I’m pretty new and want to learn how to debug GPU memory allocation.
My setup:
- paperspace, machine with A4000 16G GPU
- single notebook running
- playing with DINOv2, just using the embedding part with pre-trained weights
- inspecting the model, it has ~427M params, so even with float32 that should be around 1.7GB
- loading 280x280 images which I want to get embedding, 100 images x 280x280x3, with float32 should be under 100MB
I’m still getting RuntimeError: CUDA out of memory.

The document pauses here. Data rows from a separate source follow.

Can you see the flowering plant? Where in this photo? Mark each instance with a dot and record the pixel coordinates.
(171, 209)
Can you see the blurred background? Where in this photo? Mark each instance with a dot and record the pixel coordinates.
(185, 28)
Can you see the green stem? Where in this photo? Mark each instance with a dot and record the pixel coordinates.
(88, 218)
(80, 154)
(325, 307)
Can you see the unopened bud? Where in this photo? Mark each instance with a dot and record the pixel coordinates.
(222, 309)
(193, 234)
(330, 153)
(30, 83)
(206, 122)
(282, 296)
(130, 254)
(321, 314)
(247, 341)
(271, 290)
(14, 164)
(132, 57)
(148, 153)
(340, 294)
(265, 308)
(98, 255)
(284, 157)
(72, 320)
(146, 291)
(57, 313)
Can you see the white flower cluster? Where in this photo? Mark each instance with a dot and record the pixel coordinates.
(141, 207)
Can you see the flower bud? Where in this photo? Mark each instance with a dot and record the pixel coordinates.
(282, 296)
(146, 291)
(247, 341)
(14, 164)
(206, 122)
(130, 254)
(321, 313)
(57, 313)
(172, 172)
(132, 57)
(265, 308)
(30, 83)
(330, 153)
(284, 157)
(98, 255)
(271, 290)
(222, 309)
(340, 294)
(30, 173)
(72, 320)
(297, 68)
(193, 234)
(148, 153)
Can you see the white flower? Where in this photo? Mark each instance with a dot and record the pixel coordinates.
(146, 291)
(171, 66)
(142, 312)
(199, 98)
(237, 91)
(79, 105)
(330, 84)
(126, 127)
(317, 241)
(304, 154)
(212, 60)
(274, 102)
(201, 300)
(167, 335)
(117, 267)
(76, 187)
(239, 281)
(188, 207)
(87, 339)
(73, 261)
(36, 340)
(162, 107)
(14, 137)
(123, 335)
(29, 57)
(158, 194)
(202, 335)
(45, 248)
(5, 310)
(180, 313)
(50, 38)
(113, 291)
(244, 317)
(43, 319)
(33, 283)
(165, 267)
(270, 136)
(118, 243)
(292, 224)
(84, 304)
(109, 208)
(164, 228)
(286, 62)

Tried to allocate 48.00 MiB (GPU 0; 15.73 GiB total capacity; 13.80 GiB already allocated; 23.12 MiB free; 14.15 GiB reserved in total by PyTorch) If reserved memory is >> allocated memory try setting max_split_size_mb to avoid fragmentation. See documentation for Memory Management and PYTORCH_CUDA_ALLOC_CONF
Here is code to reproduce:
import torch
from torchvision import transforms
from PIL import Image
m = torch.hub.load('facebookresearch/dinov2', 'dinov2_vitb14_reg')
m.eval()
m.cuda()
pil2tensor = transforms.ToTensor()
files = [] # 100 file paths to png files
x = torch.stack([pil2tensor(Image.open(f).resize((14*20,14*20))) for f in files])
x.shape == (100, 3, 280, 280)
bs = 10 # tried many different batch sizes
x_embs = []
for i in range(0, len(files), bs):
batch = x[i:i+bs]
batch = batch.cuda()
x_emb = m(batch)
x_embs.append(x_emb.cpu())
Usually it fails on the x_emb = m(batch)
line, which is when running the model inference. I tried different batches. I tried calling torch.cuda.empty_cache()
everywhere, but nothing helps.
It works fine on CPU.
Any advice on how to figure out why is so much memory “reserved”?